Just ignore them. Have your own private celebration of the advent of the pill and the Morgentaler win. Send the kids to your mom’s. Wine is good. Dim lighting is very good. “You look fabulous, darling” is a phrase that always works. “Is there anything you can’t do?”

And no one need know. It’s no one’s business but your own.

This Week

Here’s something else that will send colder fingers down your already tender spine. It’s a photo essay that appeared in the New York Times this week.

The Times is not an interesting or courageous paper, but pictures are worth a thousand measly words.
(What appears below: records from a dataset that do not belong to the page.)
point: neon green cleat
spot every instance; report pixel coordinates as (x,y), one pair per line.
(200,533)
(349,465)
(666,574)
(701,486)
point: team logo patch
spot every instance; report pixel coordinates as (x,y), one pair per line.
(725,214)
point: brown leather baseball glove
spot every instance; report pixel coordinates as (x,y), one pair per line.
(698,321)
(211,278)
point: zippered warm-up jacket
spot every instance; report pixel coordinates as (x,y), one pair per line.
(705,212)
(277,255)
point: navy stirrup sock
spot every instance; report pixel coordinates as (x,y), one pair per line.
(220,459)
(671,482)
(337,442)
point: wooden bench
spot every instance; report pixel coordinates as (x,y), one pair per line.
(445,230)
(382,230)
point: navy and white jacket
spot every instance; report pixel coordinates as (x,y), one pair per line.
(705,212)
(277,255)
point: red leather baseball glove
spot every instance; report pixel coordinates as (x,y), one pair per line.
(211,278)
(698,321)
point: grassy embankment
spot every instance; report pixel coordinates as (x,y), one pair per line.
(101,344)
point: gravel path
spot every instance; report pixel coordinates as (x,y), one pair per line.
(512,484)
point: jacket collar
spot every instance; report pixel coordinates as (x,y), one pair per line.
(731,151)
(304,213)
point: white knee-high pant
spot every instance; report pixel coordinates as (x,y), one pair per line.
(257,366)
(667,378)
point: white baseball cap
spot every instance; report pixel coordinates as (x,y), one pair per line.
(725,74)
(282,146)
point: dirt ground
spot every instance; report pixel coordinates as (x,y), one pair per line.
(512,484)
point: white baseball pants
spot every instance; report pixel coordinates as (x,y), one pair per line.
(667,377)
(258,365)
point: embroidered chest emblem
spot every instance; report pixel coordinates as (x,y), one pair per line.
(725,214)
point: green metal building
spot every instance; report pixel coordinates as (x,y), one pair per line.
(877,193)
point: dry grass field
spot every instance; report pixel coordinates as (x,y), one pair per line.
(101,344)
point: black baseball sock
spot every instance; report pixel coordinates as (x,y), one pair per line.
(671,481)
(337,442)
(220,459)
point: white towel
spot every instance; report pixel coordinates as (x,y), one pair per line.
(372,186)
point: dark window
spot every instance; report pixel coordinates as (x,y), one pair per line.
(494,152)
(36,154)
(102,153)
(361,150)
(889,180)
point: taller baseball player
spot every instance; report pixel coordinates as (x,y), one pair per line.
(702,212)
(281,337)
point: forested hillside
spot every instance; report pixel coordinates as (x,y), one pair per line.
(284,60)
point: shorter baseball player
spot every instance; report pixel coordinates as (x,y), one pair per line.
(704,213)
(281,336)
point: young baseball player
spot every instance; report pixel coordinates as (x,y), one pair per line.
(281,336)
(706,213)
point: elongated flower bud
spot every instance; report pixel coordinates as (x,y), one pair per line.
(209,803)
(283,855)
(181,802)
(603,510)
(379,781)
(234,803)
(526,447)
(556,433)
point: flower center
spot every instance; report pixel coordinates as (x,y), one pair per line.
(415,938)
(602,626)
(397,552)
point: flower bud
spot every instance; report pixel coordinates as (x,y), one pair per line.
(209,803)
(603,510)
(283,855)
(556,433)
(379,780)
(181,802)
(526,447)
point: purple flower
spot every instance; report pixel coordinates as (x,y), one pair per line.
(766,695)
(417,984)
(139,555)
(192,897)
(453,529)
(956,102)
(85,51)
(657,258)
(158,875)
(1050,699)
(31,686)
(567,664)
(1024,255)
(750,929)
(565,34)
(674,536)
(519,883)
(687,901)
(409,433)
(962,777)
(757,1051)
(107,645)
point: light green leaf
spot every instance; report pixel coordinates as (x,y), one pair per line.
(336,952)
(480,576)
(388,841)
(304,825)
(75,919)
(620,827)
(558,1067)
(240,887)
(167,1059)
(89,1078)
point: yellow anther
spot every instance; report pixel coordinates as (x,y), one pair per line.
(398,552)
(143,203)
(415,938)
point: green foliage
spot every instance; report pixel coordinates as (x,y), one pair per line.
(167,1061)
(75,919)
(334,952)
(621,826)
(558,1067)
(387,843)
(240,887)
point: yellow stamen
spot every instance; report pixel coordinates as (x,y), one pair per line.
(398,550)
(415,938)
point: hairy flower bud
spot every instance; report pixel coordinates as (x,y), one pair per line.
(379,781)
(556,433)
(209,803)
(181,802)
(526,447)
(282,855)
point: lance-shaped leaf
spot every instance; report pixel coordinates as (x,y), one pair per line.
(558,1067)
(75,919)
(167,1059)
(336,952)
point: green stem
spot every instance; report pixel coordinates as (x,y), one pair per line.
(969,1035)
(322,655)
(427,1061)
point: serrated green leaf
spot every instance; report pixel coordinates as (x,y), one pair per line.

It is a series of photos of a female circumcision “event” held at an elementary school in Bandung, Indonesia. The Times reports that 96 per cent of Indonesian families have had their daughters “cut.” It is done to please men.

As the article says, we should be sensitive to other cultures and aware of the realities of the lives of Indonesian women who think they’re doing their daughters a favour. As a feminist, I agree. This is the male desire to control female sexuality, taken to the ultimate conclusion.

And I also say that when I look at those smug women waiting to strip and slice crying little girls, I see a collection of Karla Homolkas. These women harm helpless children to curry favour with men. It’s not an ethnic tradition, it’s a universal tendency. We have them here, we have them there, we have these women everywhere. Hey, they’re just following orders.